For each CAM reported, the auditor’s report must: identify the CAM; describe the principal considerations that led the auditor to determine that the matter is a CAM; describe how the CAM was addressed in the audit; and refer to the relevant financial statement accounts or disclosures.
The SEC received approximately 50 comment letters on the new standard. Commenters raised concerns about the usefulness of the new CAM information, the related costs and benefits, the difficulty in identifying CAMs, potential chilling effects on auditor communications with the company and potential liability. In particular, some commenters expressed concerns that the requirements for auditor reporting of CAMs will increase litigation risk for both auditors and companies. In response to commenters, the SEC acknowledged that the reporting of CAMs likely will create an incremental risk of litigation and potential liability, but stated that the benefits of the additional disclosure for investors justify the increased risks. The SEC Chair indicated that the SEC staff will work with the staff of the PCAOB to monitor compliance with the new standard and address these concerns. Many observers have noted that the new requirement is likely to cause an increase in audit fees, although supporters of the new standard have suggested that any such increase will be immaterial.
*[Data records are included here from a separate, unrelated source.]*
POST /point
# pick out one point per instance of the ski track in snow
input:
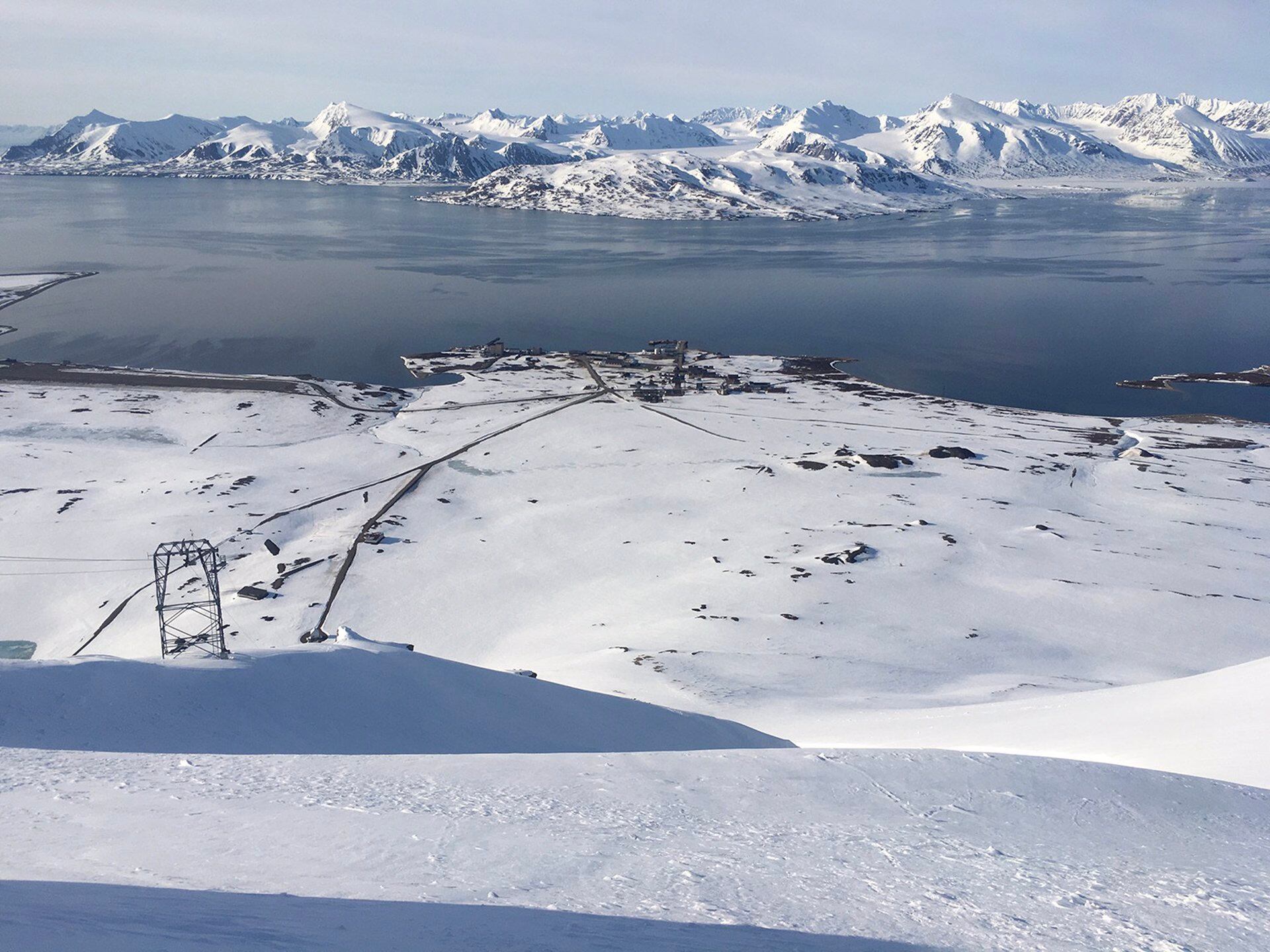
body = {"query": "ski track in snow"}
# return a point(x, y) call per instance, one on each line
point(935, 850)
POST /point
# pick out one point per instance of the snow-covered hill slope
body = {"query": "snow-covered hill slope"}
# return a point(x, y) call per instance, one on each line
point(722, 852)
point(722, 168)
point(339, 697)
point(806, 180)
point(963, 139)
point(1173, 132)
point(648, 131)
point(860, 564)
point(1208, 725)
point(752, 556)
point(831, 121)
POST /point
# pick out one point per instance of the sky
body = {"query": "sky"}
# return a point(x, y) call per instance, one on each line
point(145, 59)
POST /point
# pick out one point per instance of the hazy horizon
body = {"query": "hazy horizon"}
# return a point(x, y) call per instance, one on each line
point(149, 59)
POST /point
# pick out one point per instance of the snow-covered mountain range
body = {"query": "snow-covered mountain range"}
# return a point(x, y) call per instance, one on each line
point(822, 161)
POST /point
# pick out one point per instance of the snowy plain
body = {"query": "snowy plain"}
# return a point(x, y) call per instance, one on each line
point(840, 564)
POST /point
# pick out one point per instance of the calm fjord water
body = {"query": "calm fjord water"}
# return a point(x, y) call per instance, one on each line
point(1042, 302)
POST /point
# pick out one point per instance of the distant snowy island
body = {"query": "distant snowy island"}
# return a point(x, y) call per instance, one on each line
point(818, 163)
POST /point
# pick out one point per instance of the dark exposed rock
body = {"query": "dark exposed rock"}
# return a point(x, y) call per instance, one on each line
point(952, 454)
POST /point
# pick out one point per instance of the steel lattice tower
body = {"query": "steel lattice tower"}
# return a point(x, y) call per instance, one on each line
point(190, 619)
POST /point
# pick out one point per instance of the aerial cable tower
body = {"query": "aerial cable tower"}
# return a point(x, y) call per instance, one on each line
point(190, 608)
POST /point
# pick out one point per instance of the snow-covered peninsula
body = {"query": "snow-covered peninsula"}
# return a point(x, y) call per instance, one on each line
point(690, 553)
point(821, 161)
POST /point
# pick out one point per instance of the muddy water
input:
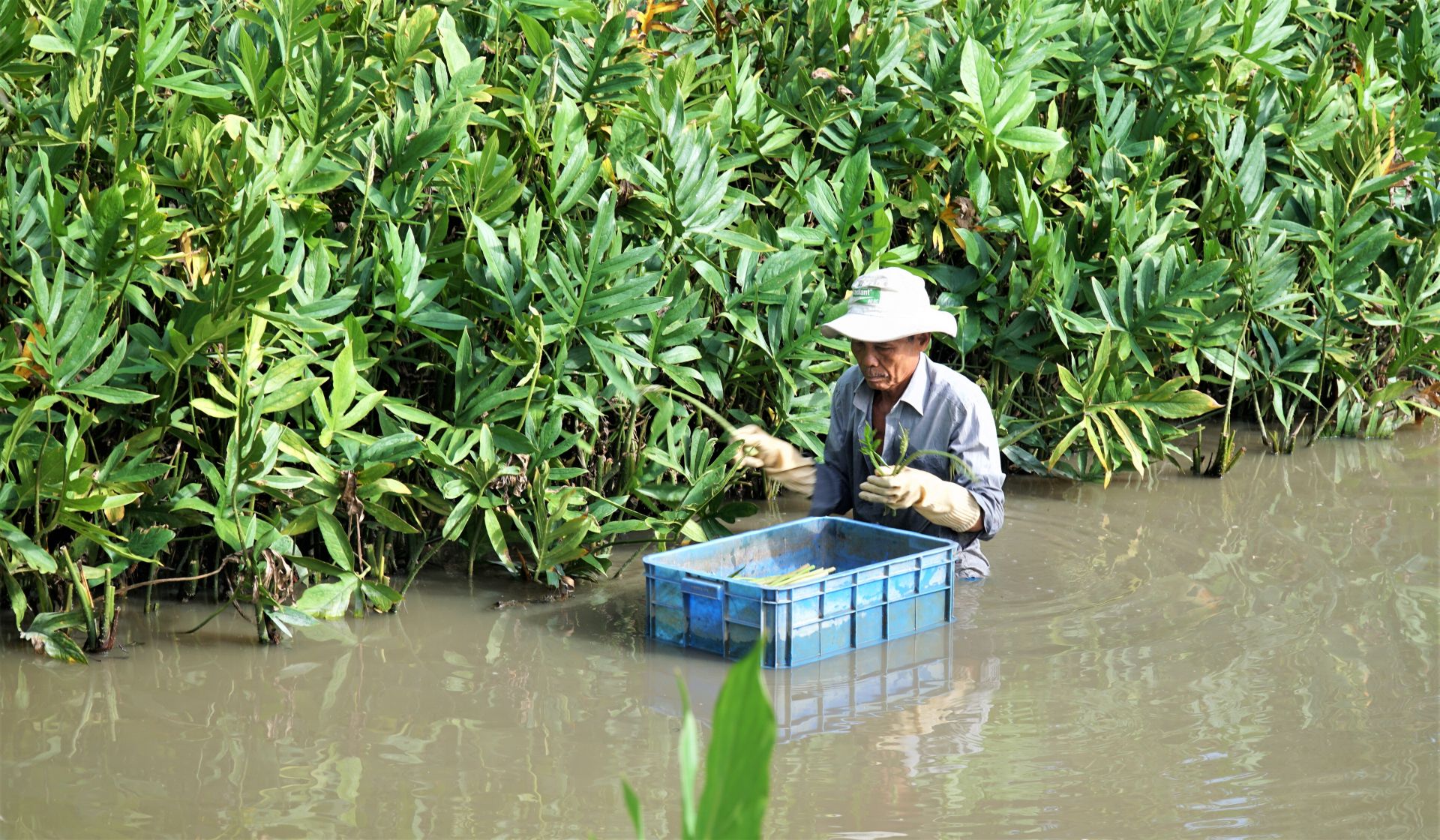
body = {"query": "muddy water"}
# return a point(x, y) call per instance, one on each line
point(1170, 657)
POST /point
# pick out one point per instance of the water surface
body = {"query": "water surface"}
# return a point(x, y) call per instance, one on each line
point(1168, 657)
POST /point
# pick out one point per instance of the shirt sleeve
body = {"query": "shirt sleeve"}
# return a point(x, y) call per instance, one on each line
point(975, 442)
point(832, 482)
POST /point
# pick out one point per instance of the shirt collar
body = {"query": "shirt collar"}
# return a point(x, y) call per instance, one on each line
point(914, 394)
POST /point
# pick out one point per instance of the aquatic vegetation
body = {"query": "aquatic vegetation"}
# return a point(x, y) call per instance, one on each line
point(300, 296)
point(738, 764)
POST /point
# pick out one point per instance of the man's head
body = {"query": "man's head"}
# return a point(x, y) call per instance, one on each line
point(889, 364)
point(889, 306)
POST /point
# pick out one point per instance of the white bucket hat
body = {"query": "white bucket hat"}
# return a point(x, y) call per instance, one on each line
point(889, 304)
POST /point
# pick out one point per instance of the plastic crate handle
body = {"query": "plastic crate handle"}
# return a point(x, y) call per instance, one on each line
point(703, 588)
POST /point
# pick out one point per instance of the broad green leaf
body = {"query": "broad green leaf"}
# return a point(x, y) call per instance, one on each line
point(328, 602)
point(338, 544)
point(1033, 139)
point(738, 764)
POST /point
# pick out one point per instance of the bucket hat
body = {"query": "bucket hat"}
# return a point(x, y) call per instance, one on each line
point(889, 304)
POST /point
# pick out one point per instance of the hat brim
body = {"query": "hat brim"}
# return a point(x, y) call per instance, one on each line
point(860, 328)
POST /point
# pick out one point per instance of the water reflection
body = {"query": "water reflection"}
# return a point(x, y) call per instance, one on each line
point(1170, 657)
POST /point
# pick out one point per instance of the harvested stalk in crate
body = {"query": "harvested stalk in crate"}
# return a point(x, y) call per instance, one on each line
point(807, 574)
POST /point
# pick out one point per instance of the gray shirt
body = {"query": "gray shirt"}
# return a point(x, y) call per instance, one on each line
point(944, 411)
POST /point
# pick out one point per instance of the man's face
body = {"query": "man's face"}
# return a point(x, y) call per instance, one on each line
point(889, 364)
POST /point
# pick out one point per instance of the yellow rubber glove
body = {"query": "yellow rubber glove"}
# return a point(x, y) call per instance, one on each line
point(779, 460)
point(945, 503)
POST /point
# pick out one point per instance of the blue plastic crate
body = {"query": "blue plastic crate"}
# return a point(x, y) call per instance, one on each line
point(827, 696)
point(887, 584)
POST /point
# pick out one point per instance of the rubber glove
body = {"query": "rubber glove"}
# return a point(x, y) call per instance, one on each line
point(945, 503)
point(781, 461)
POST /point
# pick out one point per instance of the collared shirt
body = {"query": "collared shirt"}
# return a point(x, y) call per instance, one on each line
point(944, 411)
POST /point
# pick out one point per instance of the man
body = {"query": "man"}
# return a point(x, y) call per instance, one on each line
point(895, 386)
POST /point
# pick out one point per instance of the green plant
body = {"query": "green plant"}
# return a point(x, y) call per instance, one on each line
point(298, 296)
point(738, 764)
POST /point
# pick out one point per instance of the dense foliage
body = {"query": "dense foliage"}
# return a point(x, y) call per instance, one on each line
point(296, 292)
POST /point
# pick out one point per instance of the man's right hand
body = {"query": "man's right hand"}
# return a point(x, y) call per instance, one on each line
point(779, 460)
point(760, 450)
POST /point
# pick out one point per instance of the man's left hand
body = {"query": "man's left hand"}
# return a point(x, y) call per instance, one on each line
point(896, 492)
point(940, 502)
The new CAM reporting requirement is similar in many respects to existing requirements in many foreign jurisdictions (including the European Union and the United Kingdom) to report on “significant assessed risks,” “key audit matters” or similar items. We expect that the development of best practices around CAMs will be informed by the European experience with these matters.
Additionally, the AICPA is working on a proposed exposure draft to provide for the reporting of “key audit matters” for nonpublic entities, and is currently taking the approach of making it optional at the discretion of management of the entity being audited. The timing of the issuance of the exposure draft is uncertain, but appears to be sooner rather than later. If adopted, the private company standard would affect financial statements prepared for private targets in acquisitions.
The requirement to report on CAMs does not apply to emerging growth companies, brokers and dealers, investment companies other than business development companies, or employee stock purchase, savings and similar plans.
Other New Requirements
The new standard also includes requirements to disclose the auditor’s tenure (i.e., the year in which the firm began serving consecutively as the auditor), a statement that the auditor is required to be independent and some additional enhancements to the format of the report (e.g., required section headings).
Effective Dates for the New Standard
The effective dates for the new standard are as follows:
New auditor’s report format, tenure and other information: audits for fiscal years ending on or after December 15, 2017
Discussion of CAMs for audits of large accelerated filers: audits for fiscal years ending on or after June 30, 2019
Discussion of CAMs for audits of all other companies: audits for fiscal years ending on or after December 15, 2020
Recommendations for Companies
We recommend that management teams and audit committees review recent communications with their audit firms to begin developing a deeper understanding of items that are likely to become CAMs once the new standard becomes effective. They can also have preliminary discussions with auditors to consider potential CAMs. The company’s periodic disclosures should be reviewed to consider any needed revisions in light of the auditor’s anticipated disclosure of CAMs. Audit committees should confirm that the company’s internal controls involving such matters are sufficiently robust to be relied upon with confidence. Audit committees will also need to consider potential increases in audit fees related to the new standard.